Armistice/Veterans Day

The 11th hour, of the 11th day, of the 11th month… the guns quieted and the “war to end all wars” came to an end. November 11, 1918 is the day that gave rise to the public holiday of Armistice Day, now known either as Remembrance Day or Veterans Day, depending on the country. On this day, we remember the sacrifices that veterans have made, especially those who came home wounded, physically or spiritually or both, and of course to remember those who gave their lives.
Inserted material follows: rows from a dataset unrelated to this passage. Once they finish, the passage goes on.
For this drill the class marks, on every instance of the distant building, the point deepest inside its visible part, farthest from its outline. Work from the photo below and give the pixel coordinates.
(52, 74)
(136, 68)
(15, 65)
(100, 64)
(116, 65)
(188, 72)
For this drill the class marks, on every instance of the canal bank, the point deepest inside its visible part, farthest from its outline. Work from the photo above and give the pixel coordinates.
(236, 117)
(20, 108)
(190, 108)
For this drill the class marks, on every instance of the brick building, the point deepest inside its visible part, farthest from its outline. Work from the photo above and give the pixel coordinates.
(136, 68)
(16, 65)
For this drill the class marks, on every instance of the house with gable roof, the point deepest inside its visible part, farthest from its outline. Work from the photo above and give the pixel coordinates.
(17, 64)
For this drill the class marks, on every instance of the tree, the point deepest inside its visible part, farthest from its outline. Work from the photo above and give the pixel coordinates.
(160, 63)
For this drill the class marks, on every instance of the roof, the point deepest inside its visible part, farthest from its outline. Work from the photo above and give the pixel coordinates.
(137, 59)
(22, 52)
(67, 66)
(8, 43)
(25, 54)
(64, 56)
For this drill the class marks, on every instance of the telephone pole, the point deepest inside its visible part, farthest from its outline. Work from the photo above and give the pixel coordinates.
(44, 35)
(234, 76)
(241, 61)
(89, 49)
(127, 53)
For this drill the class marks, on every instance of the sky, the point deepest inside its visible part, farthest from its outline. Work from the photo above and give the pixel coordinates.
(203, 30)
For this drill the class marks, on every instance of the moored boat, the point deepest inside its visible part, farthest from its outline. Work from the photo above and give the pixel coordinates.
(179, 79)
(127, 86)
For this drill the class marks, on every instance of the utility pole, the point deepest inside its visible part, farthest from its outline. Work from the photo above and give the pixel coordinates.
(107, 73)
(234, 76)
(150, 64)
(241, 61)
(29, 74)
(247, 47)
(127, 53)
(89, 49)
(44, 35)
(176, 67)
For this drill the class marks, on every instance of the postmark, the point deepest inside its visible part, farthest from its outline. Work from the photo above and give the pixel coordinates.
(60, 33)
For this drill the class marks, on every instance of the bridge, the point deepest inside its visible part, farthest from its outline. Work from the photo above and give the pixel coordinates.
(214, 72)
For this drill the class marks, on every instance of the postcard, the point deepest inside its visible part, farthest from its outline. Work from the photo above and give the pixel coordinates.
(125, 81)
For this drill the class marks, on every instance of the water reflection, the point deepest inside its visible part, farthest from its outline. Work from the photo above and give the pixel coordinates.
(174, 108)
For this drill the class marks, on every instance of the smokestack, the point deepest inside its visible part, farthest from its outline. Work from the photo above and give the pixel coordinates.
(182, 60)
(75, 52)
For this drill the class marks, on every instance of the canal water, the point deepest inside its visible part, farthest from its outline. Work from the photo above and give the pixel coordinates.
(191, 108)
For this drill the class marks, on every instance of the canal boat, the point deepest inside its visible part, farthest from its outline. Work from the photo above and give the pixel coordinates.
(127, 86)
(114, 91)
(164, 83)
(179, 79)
But, in honoring our veterans, let’s not lose site of what happened at the 11th hour of the 11th day of the 11th month in 1918. Four years of horrible carnage and killing that resulted in the deaths of tens of millions soldiers and civilians came to an end. The “war to end all wars” was rooted in nationalism pumped up by imperialism and capitalistic greed. Tens of millions of people died in the pursuit of the jingoistic and capitalistic desires of a few. As the American journalist, John Reed, wrote in The Masses in September 1914, at the beginning of the war, “The real War, of which this sudden outburst of death and destruction is only an incident, began long ago. It has been raging for tens of years, but its battles have been so little advertised that they have been hardly noted. It is a clash of Traders…” The guns ceased; quiet reigned; the war was over. And, then as we know, it was all followed by the placing of blame, crippling reparations thrust on Germany, a period of wealth generation and economic speculation followed by the crash of markets and a world-wide depression, and the rise of dictators and autocrats, who pushed the world into war again.
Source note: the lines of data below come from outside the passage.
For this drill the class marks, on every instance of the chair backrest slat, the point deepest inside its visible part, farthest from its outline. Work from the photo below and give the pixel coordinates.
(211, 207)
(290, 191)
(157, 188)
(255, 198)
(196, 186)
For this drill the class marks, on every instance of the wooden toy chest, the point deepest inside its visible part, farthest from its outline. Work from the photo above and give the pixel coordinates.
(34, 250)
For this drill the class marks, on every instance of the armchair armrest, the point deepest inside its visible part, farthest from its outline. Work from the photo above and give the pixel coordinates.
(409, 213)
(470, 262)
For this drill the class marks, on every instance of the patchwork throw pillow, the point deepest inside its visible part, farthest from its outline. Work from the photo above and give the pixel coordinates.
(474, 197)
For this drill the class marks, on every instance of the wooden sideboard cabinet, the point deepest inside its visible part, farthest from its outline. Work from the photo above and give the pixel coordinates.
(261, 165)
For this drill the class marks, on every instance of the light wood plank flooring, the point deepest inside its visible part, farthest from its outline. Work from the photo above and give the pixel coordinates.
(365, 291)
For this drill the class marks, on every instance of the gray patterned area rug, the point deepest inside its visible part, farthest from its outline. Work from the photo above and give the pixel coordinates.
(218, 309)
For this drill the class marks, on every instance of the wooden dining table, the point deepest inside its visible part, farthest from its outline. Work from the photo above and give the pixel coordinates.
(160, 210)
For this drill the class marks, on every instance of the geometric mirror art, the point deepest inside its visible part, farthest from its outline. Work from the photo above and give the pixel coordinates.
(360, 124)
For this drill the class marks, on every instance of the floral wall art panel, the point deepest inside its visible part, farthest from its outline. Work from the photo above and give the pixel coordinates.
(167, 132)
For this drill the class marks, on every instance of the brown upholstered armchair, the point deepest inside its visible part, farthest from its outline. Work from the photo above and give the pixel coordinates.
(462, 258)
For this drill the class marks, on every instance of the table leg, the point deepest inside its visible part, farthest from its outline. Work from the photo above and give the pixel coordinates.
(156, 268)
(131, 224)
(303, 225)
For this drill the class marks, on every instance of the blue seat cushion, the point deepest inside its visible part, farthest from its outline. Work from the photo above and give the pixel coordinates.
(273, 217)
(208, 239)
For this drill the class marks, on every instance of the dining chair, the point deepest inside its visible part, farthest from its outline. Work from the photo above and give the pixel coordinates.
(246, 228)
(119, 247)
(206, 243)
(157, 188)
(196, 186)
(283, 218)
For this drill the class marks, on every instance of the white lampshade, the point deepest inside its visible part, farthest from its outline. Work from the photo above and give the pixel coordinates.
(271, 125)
On this day, let us remember that war often begins with greed, ignorance, and hate. And, let us remember that it rarely is limited to the greedy, the ignorant, and those filled with hate. It drags the rest of us along with it. As we thank our veterans, let us also give pause and consider the cost to all of us.

I’ll close this post with a poem by the Welsh poet, Hedd Wyn (“Blessed Peace”– the bardic name of Ellis Evans). He was killed in action in 1917 at the Battle of Passchendaele.  Six weeks after his death, he was posthumously awarded the Chair of the Bard—the highest honor at the National Eisteddfod of Wales—winning with his poem Yr Arwr (The Hero), which he had written while on leave from the front earlier that year.  Hedd Wyn was a reluctant soldier, having joined the army to spare his family any embarrassment about not doing their part.  His poem, Rhyfel (War) clearly conveys his feelings and the stark reality of war.

The Welsh text is from the Oxford Book of Welsh Verse.  The English is my translation.


Gwae fi fy myw mewn oes mor ddreng
A Duw ar drai ar orwel pell;
O’i ol mae dyn, yn deyrn a gwreng,
Yn codi ei awdurdod hell.

Pan deimlodd fyned ymaith Dduw
Cyfododd gledd i ladd ei frawd;
Mae swn yr ymladd ar ein clyw,
A’i gysgod ar fythynnod tlawd.

Mae’r hen delynau genid gynt
Ynghrog ar gangau’r helg draw,
A gwaedd y bechgyn lond y gwynt,
A’u gwaed yn gymysg efo’r glaw.


Woe that I live in such a morose age.
God ebbs on the far horizon.
After Him, Man, both king and commoner,
Raises his ugly authority.

When he felt God going away,
He raised a sword to kill his brother.
The sound of battle is in our ears,
Its shadow is on poor cottages.

The old harps formerly borne,
Are hung on yon willow branches,
And the screams of boys fill the wind
And their blood mixes with the rain.